Additional Information

  • To provide a more accurate and effective Root Cause Analysis , gather the logs and exact timestamps (or approx date/time if exact not known)  when the issue was observed and when the PVC last functioned correctly.
  • Output of below commands:
  • kubectl describe pod -A -l app=vsphere-csi-controller | grep -i driver
    There are 6 containers running in vsphere-csi-controller pod. csi-provisoner, csi-attacher, csi-external-resizer, vsphere-csi-controller, csi-livenessprobe and vsphere-syncer.
    Collect the logs from all containers as per commands below
    kubectl logs <Replace with_vsphere-csi-controller-pod_name> -n <replace with actual name space>
    kubectl logs <Replace with_vsphere-csi-controller-pod_name> -n <replace with actual name space> --previous 
    kubectl logs <Replace with_vsphere-csi-controller-pod_name> -n <replace with actual name space> -c vsphere-csi-controller
    kubectl logs <Replace with_vsphere-csi-controller-pod-name> -n <replace with actual name space> -c csi-provisoner
    kubectl logs <Replace with_vsphere-csi-controller-pod-name> -n <replace with actual name space> -c csi-attacher
    kubectl logs <Replace with_vsphere-csi-controller-pod-name> -n <replace with actual name space> -c csi-external-resizer
    kubectl logs <Replace with_vsphere-csi-controller-pod-name> -n <replace with actual name space> -c csi-livenessprobe
    kubectl logs <Replace with_vsphere-csi-controller-pod-name> -n <replace with actual name space> -c vsphere-syncer
    kubectl logs <Replace with_vsphere-csi-controller-pod_name> -n <replace with actual name space> -c vsphere-csi-controller --previous
    kubectl logs <Replace with_vsphere-csi-controller-pod-name> -n <replace with actual name space> -c csi-provisoner --previous
    kubectl logs <Replace with_vsphere-csi-controller-pod-name> -n <replace with actual name space> -c csi-attacher --previous
    kubectl logs <Replace with_vsphere-csi-controller-pod-name> -n <replace with actual name space> -c csi-external-resizer --previous 
    kubectl logs <Replace with_vsphere-csi-controller-pod-name> -n <replace with actual name space> -c csi-livenessprobe --previous 
    kubectl logs <Replace with_vsphere-csi-controller-pod-name> -n <replace with actual name space> -c vsphere-syncer --previous
    kubectl describe/logs/get of the pod where PV attachment is failing 
    kubectl describe/logs of the vSphere CSI Node pod from the specific Node the application pod is scheduled (Pod where PV attachment failed) 

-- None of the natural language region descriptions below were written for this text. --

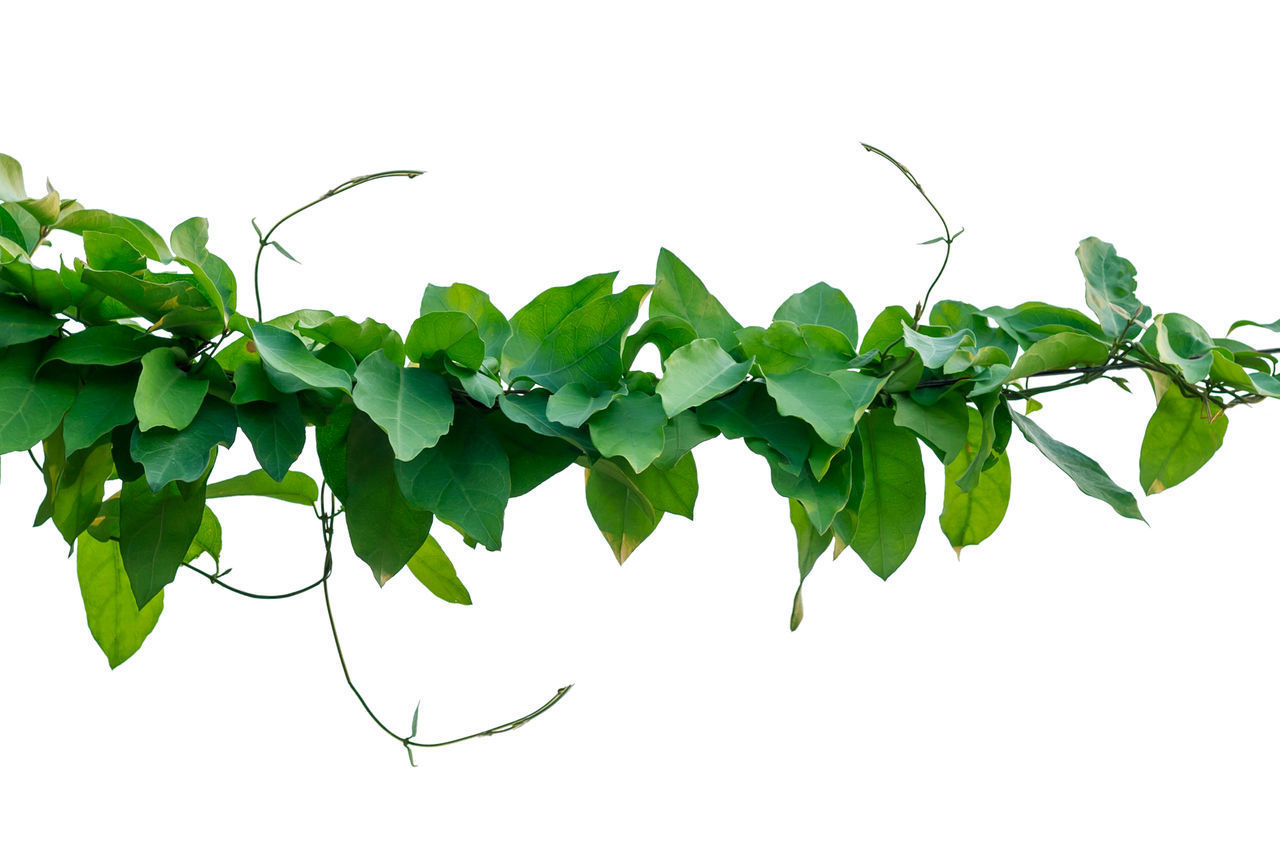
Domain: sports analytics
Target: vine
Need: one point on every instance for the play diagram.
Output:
(131, 368)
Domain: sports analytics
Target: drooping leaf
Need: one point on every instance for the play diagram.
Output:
(434, 570)
(1087, 474)
(167, 395)
(156, 528)
(465, 479)
(1109, 287)
(277, 432)
(295, 487)
(1182, 436)
(968, 518)
(682, 295)
(634, 428)
(385, 529)
(621, 510)
(892, 505)
(117, 623)
(412, 405)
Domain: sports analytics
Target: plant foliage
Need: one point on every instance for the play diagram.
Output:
(129, 366)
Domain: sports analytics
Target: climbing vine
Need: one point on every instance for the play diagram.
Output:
(129, 366)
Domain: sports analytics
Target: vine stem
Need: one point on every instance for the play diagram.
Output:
(265, 240)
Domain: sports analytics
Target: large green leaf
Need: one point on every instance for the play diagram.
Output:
(586, 347)
(465, 479)
(22, 322)
(634, 428)
(31, 405)
(810, 544)
(698, 372)
(452, 334)
(493, 327)
(621, 510)
(182, 455)
(818, 400)
(821, 305)
(968, 518)
(892, 505)
(117, 623)
(534, 323)
(156, 528)
(291, 365)
(1087, 474)
(681, 293)
(1109, 287)
(1182, 436)
(385, 529)
(295, 488)
(434, 569)
(533, 457)
(412, 405)
(167, 395)
(277, 432)
(1056, 351)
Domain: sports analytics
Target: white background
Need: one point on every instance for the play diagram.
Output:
(1078, 682)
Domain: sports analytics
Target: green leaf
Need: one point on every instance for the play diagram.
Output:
(291, 365)
(818, 400)
(209, 538)
(968, 518)
(667, 333)
(821, 305)
(1056, 351)
(104, 404)
(942, 425)
(412, 405)
(533, 457)
(155, 532)
(295, 487)
(634, 428)
(1109, 288)
(574, 404)
(12, 185)
(892, 503)
(1182, 436)
(452, 333)
(117, 623)
(434, 569)
(534, 323)
(1087, 474)
(586, 347)
(169, 455)
(385, 529)
(167, 396)
(360, 340)
(682, 295)
(277, 432)
(31, 406)
(530, 410)
(465, 479)
(621, 510)
(104, 345)
(696, 373)
(493, 327)
(22, 322)
(810, 544)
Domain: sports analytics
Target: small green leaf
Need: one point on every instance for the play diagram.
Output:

    Kubectl get/describe nodes -A -o wide in workload cluster 
    kubectl get/describe sc/pv/pvc 
    kubectl get/describe sc/pv/pvc -o yaml 
    kubectl get secrets -A grep csi 
    kubectl get secret workload_cluster_name-vsphere-csi-addon -n name space -o yaml 
    kubectl get secret workload_cluster_name-vsphere-csi-addon -n name space -o jsonpath={.data. "values\.yaml"} | base64
    kubectl get secret vsphere-csi-secret -n name space -o yaml
  • vCenter Server Log bundle should taken around the same time as the the CSI pod logs to ensure that any issues between the CSI logs and the vsan logs on the VC can be tracked and correlated.
  • Collect the TKG Crashd Bundle.Include the control plane nodes of both management cluster and workload cluster.Also include the worker nodes where applications pods were scheduled with failing PVC.
  • Collect TCA Manager & TCA CPs log bundle. Do select DB Dump and Kubernetes logs of both relevant management/workload clusters.